Saturday, 6 November 2010

Let Me In - Cineworld - 30/10/10

"How old are you?"

"12. But I've been 12 for a long time."


"Are you a vampire?"

"I need blood to survive."


"Let Me In" is a world away from the perfectly coiffured, heart-throb, dullards of "Twilight" or "True Blood".

Where many vampire tales live in a world of fantasy and impossibility "Let Me In" is rooted in a world that we all recognise. Don't we all have moments where we too feel like we have been "...12 for a long time" and don't we all need "blood to survive"? It is that anchor in the things we all share in common that makes this film worthwhile where "Twilight" is, for all reasonable people, worthless.

12 year old Owen lives in the sort of place where people leave...nobody ever arrives. It's a non-town, a non-place. In the middle of a savage, snow soaked, winter somebody does arrive; Abbi along with her father. They take up residence in the apartment next to Owen and instead of hanging curtains and handing out cookies to their neighbours they black out the windows and lock themselves in.

Owen is a victim. His mother isn't really there; permanently shrouded in her nightgown and lost in a drunken haze she is an ethereal presence on screen and in Owens life. His father is a voice at the end of a telephone...even further removed than the mother. At school he is tormented, tortured, by an unholy trinity of bullies who inflict the most awful physical and psychological pain on him.

Slowly, surely and inevitably we learn that Abbi is not what she appears to be...but then how does that make her any different to any of us? Her "father" is, we learn, the man who at one time was a boy like Owen who has devoted his life to helping Abbi...helping her to feed, helping her to hide and helping her to survive by murdering and bleeding young people for her.

As Owen and Abbi draw closer the "father" is pushed further and further away. It is clear that he is being replaced, clear that Abbi, despite having an emotional connection with Owen, is also aware that as "father" ages his usefulness will fade and a younger, more able and more devoted assistant is needed.

"Let Me In" is the sort of intelligent, thoughtful and thought provoking film that all too rarely finds its way into the multiplex. With performances from two brilliantly gifted actors in the shape of Kodi Smit-McPhee and Chloe Moretz and a script that is faithful to both the original novel by John Ajvide Lindqvist and the original film by Tomas Alfredson "Let Me In" still manages to be, defiantly, original and evidently its own film.

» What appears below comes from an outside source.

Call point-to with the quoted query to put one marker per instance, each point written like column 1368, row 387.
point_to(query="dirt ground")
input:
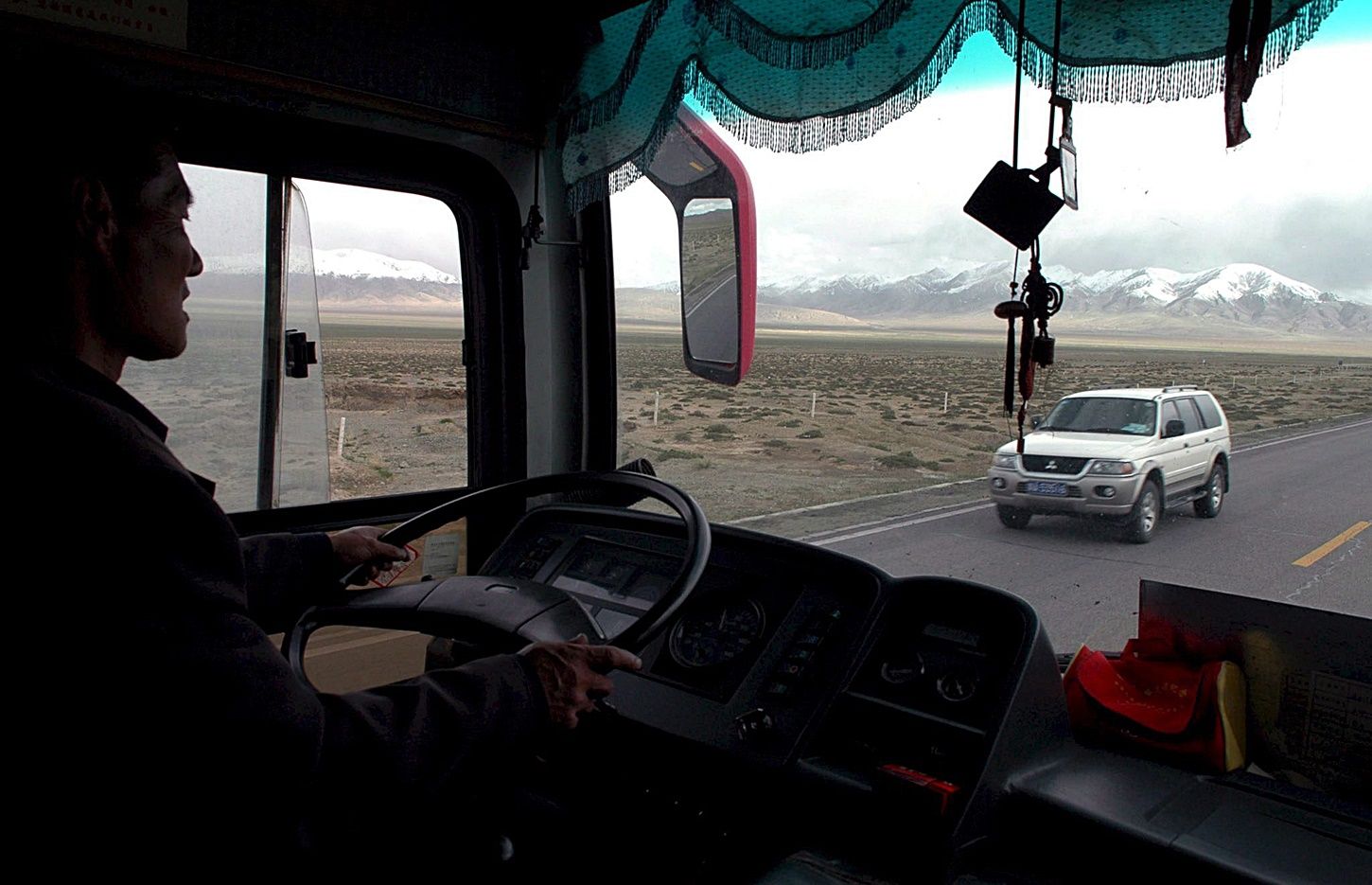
column 820, row 417
column 832, row 417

There are moments of real, pure horror from both the real world (the bullying of Owen, the murders by "father") and the supernatural world of Abbi (the violent attack in the underpass) and there are also moments of heartbreaking emotion (Owens painful conversation with his father, the tender, blood soaked, embraces of Owen and Abbi) which all combine to make a film that is beautifully terrifying.

1 comment:

  1. I'm glad you saw it. I really loved it. It was such a bittersweet and horrifying story. Need to see it again.